Los Misioneros de Mariannhill en España invitan a la comunidad diocesana de Salamanca a unirse a ellos en la eucaristía de acción de gracias con motivo de la reciente beatificación del P. Engelmar Hubert Unzeitig, CMM (1911-1945). La celebración, presidida por el Sr. Obispo Mons. Carlos López, tendrá lugar el 2 de marzo, a las 19.30 h., en la parroquia Nuestra Señora de Fátima. Durante la eucaristía será bendecida una imagen en talla policromada del Beato Engelmar, que será colocada en la capilla que los Misioneros de Mariannhill tienen en la Calle Los Zúñiga, 2 de Salamanca.

 

El 24 de septiembre de 2016 era beatificado en la Catedral de Würzburg (Alemania) el misionero de Mariannhill P. Engelmar Hubert Unzeitig CMM, mártir del Campo de Concentración alemán ‘Dachau’. “Se había preparado para ser misionero en alguna de las misiones de Mariannhill en el continente africano, pero nunca se le había pasado por la imaginación que llegaría a ver realizado el sueño de su vocación, estando prisionero en su propio país”, afirma el P. Lino Herrero Prieto, Superior regional de los Misioneros de Mariannhill en España.

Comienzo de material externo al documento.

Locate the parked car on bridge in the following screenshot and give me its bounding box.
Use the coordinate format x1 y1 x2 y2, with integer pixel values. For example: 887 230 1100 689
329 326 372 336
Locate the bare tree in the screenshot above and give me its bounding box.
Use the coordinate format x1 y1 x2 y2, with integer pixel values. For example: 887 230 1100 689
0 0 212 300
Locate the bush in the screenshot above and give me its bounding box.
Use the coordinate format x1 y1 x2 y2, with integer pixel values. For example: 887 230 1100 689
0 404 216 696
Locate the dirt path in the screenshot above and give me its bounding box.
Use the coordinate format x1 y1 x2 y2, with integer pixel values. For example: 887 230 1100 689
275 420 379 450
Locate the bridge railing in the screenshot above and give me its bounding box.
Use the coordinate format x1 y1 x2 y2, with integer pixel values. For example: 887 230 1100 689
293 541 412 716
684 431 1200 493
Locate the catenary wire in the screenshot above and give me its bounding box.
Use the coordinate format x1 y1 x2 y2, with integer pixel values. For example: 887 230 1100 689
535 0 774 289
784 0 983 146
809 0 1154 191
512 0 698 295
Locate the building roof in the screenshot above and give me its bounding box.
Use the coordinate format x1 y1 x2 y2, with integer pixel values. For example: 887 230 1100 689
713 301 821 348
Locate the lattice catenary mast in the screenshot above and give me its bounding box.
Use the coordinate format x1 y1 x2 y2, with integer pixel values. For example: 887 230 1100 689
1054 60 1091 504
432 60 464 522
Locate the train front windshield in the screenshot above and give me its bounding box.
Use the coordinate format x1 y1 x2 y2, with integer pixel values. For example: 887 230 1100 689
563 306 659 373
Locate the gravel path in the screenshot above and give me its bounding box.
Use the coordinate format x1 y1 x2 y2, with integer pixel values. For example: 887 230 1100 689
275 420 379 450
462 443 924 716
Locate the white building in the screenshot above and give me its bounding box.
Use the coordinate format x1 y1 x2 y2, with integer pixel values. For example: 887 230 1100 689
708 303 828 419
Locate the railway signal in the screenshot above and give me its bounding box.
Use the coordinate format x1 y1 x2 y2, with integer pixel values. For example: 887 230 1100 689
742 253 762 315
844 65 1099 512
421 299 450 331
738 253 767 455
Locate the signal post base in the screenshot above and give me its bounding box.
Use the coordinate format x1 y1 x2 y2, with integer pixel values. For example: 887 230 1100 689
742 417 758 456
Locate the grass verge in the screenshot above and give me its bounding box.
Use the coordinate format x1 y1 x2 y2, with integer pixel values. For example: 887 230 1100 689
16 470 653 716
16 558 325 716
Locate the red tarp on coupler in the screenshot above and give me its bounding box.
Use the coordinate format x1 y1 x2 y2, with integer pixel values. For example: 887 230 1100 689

El padre Engelmar había nacido el 1 de marzo de 1911 en Greifendorf, hoy República Checa. Queriendo ser misionero, ingresó en 1928 en el Seminario de Mariannhill en Reimlingen (Alemania). Después de realizar los estudios de filosofía y teología en Würzburg, fue ordenado sacerdote el 6 de agosto de 1939 y designado párroco de Glöckelberg en Cesky Krumlov (República Checa). Allí, el 21 de abril de 1941, fue detenido por la Gestapo y enviado como prionero al Campo de Concentración de Dachau.

En aquella ciudad de muerte, el P. Engelmar vivió cuatro de los seis años de su vida sacerdotal, siendo el preso nº 26.147. Experimentó, como todos los presos, las amenazas, el terror, el miedo, el hacinamiento, la desnutrición, el agotamiento, el trabajo inhumano, los gritos y los caprichos de los guardias.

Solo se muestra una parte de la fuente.